Bad data is why many data warehousing projects fail to deliver results; in fact, data quality in data warehouses remains a significant challenge for many companies. The leading cause for bad data is data across multiple systems being integrated, but this integration is at the base of any data warehousing project.
What Does Data Quality in a Data Warehouse Mean?
The purpose of the data warehouse is to build a unified layer that contains data from all relevant data sources throughout the organization. This means you need to integrate data from multiple systems and optimize it for analysis and business intelligence. So, the data warehouse does not generate any data of its own and any data quality issues are either within the source systems or arose as a result of how data is interpreted in different systems. The data warehousing team must take over the responsibility of identifying such issues, coming up with ways to improve data quality, or gain business agreement over certain issues to be considered acceptable. The last one may seem confusing but is critical to maintaining a balance between cost of improving data quality and what the business is willing to spend.
If data quality is overlooked though, data warehouse users will have inaccurate, incomplete data on their hands. This translates directly to your data not being representative and erroneous analytics. These may be the very same analytics the C-suite uses for decision-making, and we all know how badly a single wrong decision can potentially hurt businesses.
4 Immediate Ways to Improve Data Quality in Your Data Warehouse
Reject the error: You have to decide if you want accuracy or completeness in any given instance. If accuracy is more important, you could reject any record found with said error – if fixing it requires more effort than your business is willing to put in.
Accept the error: If you value completeness over accuracy, you may choose to ignore the error and accept records with said errors into your data warehouse if you consider the errors to be tolerable, deciding to fix the error when your team can find the correct values later.
Fix the error: If your team can find the correct values or format change that’d would fix a specific error at a cost you can bear, the choice is obvious.
Assign default value: If completeness is very important yet the correct value cannot be found, you could assign a default value for each type of error to substitute erroneous data.
Regardless of the action you take, it’s critical that data warehouse users understand the implications of each action so they factor it into their analytics.
Approaches to Data Quality Management
We have seen how data quality is a key requirement in data warehousing, but in practical terms, going about fixing quality issues in data warehouse is a complex process. This section will cover approaches to implementing a data quality framework for data warehouse, specifically:
- Understanding source data in the data warehouse
- Understanding causes of data quality errors
- Bringing together data from different sources to improve quality
- Adding value to data to increase its usefulness
Data Profiling: Understanding Source Data in the Data Warehouse
When trying to improve something, understanding it is the natural first step. The process of understanding existing data with respect to how you want it to be in its final form is called ‘data profiling’. This includes digging deep into source data and understanding the content, structure, and cardinalities. That’s how we identify where data quality processes need to be applied and which approach to choose.
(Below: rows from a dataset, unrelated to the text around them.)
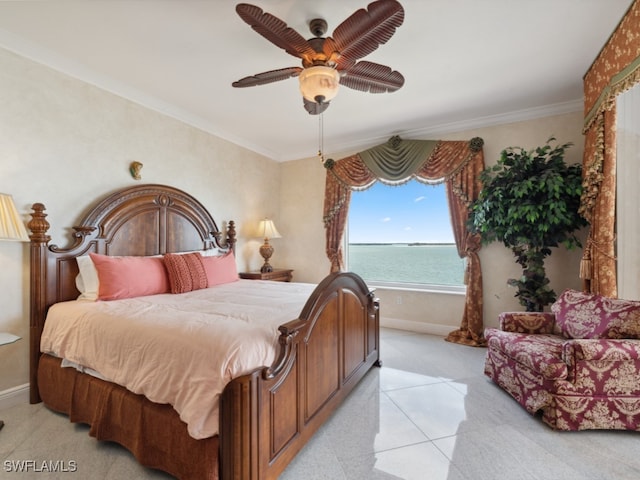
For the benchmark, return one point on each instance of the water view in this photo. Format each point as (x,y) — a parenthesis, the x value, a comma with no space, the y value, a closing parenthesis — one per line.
(407,262)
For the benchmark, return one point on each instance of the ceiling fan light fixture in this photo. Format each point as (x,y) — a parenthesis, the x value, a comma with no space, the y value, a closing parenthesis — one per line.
(319,84)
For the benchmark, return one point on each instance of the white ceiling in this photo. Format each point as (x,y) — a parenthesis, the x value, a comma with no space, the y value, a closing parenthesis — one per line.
(466,63)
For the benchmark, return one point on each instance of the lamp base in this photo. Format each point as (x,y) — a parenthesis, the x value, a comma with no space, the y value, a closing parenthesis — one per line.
(266,250)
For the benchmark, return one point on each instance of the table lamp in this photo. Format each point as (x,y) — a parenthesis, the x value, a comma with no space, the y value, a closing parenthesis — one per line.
(267,230)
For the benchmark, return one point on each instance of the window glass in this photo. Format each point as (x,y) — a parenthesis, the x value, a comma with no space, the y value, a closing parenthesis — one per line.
(403,234)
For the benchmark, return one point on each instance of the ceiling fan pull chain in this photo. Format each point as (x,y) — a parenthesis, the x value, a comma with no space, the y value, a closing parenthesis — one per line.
(321,137)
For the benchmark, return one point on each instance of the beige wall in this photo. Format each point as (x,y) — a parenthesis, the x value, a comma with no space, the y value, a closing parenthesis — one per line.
(65,143)
(302,198)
Too often, data profiling has been relegated to the backroom of Extract-Transform-Load (ETL) processes, only brought forward to check for minor anomalies in data once data warehouse design is complete and production data needs to be delivered. In reality, data profiling should be the very next step in your data quality data warehousing project once you’ve gathered business requirements. At this stage, knowing the amount of work that source data would require before becoming usable for analytics would impact design and time taken to build your data warehouse greatly.
When profiling your data during the data warehouse design process, focus on these 4 deliverables to get maximum value from the effort:
- The most basic deliverable is a “no-go” on the entire project. The source data you want to use to build your data warehouse may have too many errors or too much missing information for the data warehousing initiative to be at all viable for analytics. While this may be construed as a huge failure, it’s actually an extremely valuable outcome, because now your team can refocus their efforts elsewhere rather than spending weeks and months building a project only to find out that the end-result is an enormously flawed reporting system that is unusable for decision-making. Such surprises at the end are often career-shortening for business intelligence team leads.
- The second deliverable is a list of issues that already exist in source data which must be fixed before the project can move forward. The fixes are a major external dependency and must be managed well to ensure the success of your data warehouse. You might think that issues can be fixed later once data is written into the data warehouse, but then, every time you sync your operational systems and the data warehouse, the issues will come up.
- The third deliverable is a list of data quality issues that are encountered while extracting data from multiple source and writing to the data warehouse. A deep understanding of such issues will help you come up with data transformation logic and exception handling methods best suited to your business scenario. You will also be able to determine any manual processing that will be required to fix inconsistencies and factor that into the total time it takes to complete the data warehousing project.
- And lastly, focus on business rules previously unanticipated and issues in foreign and primary key relationships and hierarchical structures. You will need to dig at a deeper level to identify such intricate issues, but if left unchecked, they will permeate data warehouse design and may blow out of proportion later.
Here are a few simple examples of issues that data profiling may help discover:
Data Quality Issue | Example |
Invalid value | Valid value can be “1” or “2”, but current value is “3” |
Cultural rule conformity | Date = 1 Feb 2018 or 1-1-18 or 2-1-2018 |
Value out of required range | Customer age = 204 |
Verification | City and State do not correspond to ZIP code |
Format inconsistency | Phone = +135432524 or (001)02325355 |
Data Quality: Understanding Causes of Data Quality Errors
Done with data profiling and ready to move towards improving data quality? Not so fast. Data profiling is an ongoing process of discovery. Establish a quality-oriented culture in your organization by rewarding people who find and report issues in data; just like Japanese manufacturers do in the automotive industry.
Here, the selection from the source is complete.